From Telemedium, The Journal of Media Literacy
Vol 42, No 3. Published Fall 1996
Jean-Pierre Golay Receives 1996 Jessie McCanse Award
Jean-Pierre Golay, Swiss educator, scholar, philosopher and a pioneer in the development of media literacy education in Switzerland and beyond, is the recipient of the 1996 Jessie McCanse Award for Individual Contribution to Media Literacy.
Currently holding the position of Honorary Fellow in the School of Journalism at the University of Wisconsin-Madison, Jean-Pierre Golay's contributions to the field of media literacy span a distinguished career as teacher, dean, professor at the State Teachers' College, and as the founder in 1967 of a media research Institute, the Center for Introduction to the Cinema and Mass-Communication (CIC), based in his native Lausanne, Switzerland.

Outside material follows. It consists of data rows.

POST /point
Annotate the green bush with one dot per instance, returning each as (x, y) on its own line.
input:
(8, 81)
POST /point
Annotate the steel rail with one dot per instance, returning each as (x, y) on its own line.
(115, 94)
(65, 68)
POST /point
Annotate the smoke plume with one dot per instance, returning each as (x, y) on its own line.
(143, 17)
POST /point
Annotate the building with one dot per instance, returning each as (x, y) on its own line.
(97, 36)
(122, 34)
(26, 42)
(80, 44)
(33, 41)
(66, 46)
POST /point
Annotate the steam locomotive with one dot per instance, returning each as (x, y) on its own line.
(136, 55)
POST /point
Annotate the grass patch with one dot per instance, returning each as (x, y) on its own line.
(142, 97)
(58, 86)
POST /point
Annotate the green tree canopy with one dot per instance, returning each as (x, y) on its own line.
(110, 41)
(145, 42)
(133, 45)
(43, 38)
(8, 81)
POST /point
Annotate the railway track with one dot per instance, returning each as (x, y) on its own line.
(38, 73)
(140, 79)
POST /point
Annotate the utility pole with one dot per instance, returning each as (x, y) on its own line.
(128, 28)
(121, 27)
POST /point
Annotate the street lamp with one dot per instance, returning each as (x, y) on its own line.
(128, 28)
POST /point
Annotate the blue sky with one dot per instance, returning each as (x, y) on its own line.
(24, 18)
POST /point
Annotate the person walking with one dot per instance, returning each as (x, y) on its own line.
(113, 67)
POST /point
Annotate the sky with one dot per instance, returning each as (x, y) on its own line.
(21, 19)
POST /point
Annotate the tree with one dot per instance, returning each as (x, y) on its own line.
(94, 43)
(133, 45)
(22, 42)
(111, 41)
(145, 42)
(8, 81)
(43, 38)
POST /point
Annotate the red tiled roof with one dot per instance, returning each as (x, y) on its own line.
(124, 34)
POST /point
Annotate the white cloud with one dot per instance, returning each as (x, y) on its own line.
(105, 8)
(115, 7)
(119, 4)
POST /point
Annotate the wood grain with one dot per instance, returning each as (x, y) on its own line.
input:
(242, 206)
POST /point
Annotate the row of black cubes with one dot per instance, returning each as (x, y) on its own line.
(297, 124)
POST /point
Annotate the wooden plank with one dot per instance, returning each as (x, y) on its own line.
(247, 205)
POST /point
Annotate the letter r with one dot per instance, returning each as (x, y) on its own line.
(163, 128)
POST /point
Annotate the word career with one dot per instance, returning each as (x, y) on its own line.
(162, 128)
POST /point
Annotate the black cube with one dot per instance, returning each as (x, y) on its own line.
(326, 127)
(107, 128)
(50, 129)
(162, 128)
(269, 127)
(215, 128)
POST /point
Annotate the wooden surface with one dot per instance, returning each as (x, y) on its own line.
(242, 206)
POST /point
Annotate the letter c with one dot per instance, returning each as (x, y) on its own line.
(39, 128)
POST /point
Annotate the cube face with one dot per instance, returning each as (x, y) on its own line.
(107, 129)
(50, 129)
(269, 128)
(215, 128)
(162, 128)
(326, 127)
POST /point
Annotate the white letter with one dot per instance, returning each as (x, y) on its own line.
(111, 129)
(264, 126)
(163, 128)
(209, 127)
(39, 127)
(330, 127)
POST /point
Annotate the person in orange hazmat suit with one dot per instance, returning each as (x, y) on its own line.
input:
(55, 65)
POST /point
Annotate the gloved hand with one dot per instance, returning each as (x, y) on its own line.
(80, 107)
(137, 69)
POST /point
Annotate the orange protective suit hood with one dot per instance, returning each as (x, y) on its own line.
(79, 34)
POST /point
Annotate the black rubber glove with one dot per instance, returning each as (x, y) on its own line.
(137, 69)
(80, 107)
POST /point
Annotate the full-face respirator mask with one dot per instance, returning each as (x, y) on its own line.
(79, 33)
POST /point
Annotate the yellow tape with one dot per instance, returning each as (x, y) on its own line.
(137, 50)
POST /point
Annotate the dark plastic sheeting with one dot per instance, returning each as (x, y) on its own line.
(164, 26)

Golay developed and directed the Center for over twenty years until his retirement in 1988.
Through the Center's research and educational functions, Golay worked to develop pedagogically sound approaches to introducing young people to the media, including the project "video workshop," which provided students with hands-on production experience in the three-camera studio of the CIC. Through his numerous publications and active international participation; through his work as consultant to the Council of Europe; as co-founder of the educational Radio and Television Program for French-speaking Swiss States, and representative of his state, the Canton of Vaud, Jean-Pierre contributed significantly to European developments both to improve children's programs and to develop media literacy education in his state's schools.

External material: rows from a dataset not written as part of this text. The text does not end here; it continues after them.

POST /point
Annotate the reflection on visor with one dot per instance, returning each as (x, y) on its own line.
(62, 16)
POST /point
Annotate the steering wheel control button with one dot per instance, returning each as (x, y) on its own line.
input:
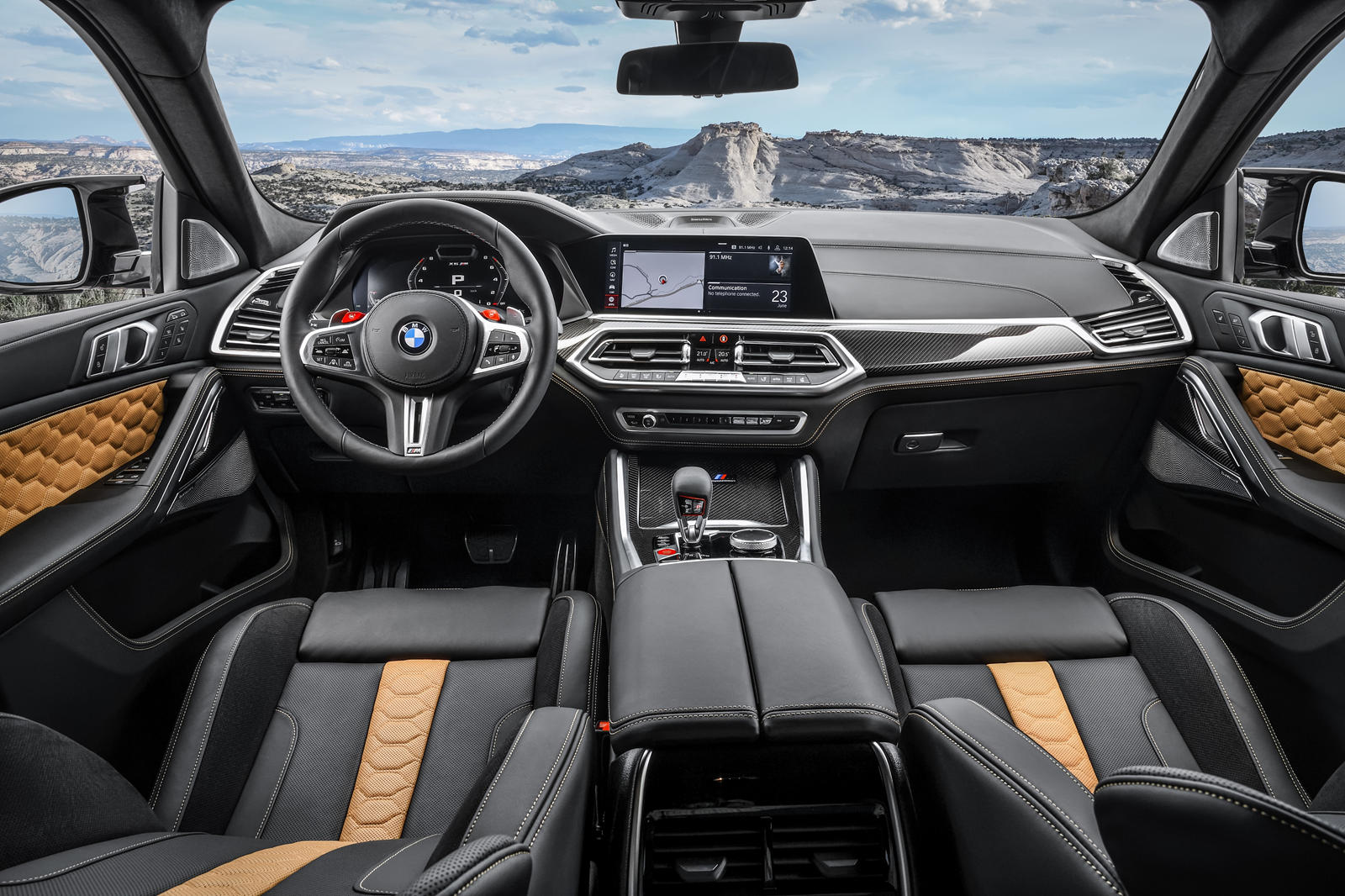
(416, 338)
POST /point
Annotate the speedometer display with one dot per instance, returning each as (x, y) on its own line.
(462, 271)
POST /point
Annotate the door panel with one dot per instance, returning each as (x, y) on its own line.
(1251, 533)
(132, 519)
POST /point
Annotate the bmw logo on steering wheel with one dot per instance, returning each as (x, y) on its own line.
(414, 336)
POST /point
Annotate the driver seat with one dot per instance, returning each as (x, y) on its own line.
(373, 741)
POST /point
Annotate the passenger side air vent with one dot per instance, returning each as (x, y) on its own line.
(656, 353)
(253, 324)
(786, 356)
(1147, 320)
(789, 851)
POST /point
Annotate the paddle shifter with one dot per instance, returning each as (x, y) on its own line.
(692, 488)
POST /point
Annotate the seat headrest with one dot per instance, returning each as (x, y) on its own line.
(1001, 625)
(396, 623)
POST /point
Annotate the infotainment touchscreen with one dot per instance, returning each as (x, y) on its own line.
(709, 276)
(731, 277)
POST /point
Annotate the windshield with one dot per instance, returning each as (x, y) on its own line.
(1029, 108)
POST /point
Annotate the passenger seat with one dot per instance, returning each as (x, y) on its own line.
(1020, 701)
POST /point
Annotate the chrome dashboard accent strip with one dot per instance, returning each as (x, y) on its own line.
(804, 503)
(630, 559)
(620, 421)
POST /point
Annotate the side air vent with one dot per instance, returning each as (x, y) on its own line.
(789, 851)
(656, 353)
(1149, 319)
(253, 323)
(786, 356)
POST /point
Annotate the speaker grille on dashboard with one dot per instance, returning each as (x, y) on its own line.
(1195, 244)
(205, 252)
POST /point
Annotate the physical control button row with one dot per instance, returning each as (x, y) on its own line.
(502, 347)
(686, 420)
(334, 350)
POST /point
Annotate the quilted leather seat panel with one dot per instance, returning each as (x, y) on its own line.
(45, 461)
(1302, 417)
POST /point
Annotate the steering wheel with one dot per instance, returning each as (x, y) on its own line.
(421, 351)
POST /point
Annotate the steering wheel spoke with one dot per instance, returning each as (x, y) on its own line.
(420, 424)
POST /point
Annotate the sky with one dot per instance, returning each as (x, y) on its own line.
(296, 69)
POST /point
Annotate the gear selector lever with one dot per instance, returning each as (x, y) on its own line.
(692, 490)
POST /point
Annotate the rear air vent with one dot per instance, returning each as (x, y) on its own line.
(705, 853)
(789, 851)
(1149, 320)
(654, 353)
(786, 356)
(831, 849)
(253, 322)
(757, 219)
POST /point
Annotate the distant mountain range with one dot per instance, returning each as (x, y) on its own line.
(732, 165)
(541, 140)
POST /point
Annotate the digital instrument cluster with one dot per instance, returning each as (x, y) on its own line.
(467, 268)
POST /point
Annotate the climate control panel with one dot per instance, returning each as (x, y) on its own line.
(735, 360)
(710, 421)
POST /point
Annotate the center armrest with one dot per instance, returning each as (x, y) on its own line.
(737, 650)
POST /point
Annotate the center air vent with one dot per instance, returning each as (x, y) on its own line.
(786, 356)
(1149, 319)
(786, 851)
(656, 353)
(253, 323)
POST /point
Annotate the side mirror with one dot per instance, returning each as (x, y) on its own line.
(67, 235)
(706, 69)
(1300, 226)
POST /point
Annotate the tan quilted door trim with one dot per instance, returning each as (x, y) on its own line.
(1039, 709)
(1302, 417)
(46, 461)
(255, 873)
(398, 730)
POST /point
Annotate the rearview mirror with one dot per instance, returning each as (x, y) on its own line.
(71, 233)
(706, 69)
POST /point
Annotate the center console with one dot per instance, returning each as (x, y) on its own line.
(751, 716)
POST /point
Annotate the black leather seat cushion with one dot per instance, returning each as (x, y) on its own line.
(272, 737)
(1143, 681)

It is noteworthy, in watching Jean-Pierre Golay at work, to see him making connections between the concepts of media literacy which he values and the world of art which he cherishes.
Retirement and the move to the Madison campus and the community have not slowed down this remarkable educator. Today, as a member of the NTC Board and Chair of its Education Committee, Jean-Pierre continues to share his broad-based expertise in conferences, workshops and a summer institute, and in the pages of Telemedium. On page 4 of this issue, the recipient of the 1996 Jessie McCanse award shares with us a vividly moving personal example of the first component which he considers essential to becoming media literate-understanding oneself.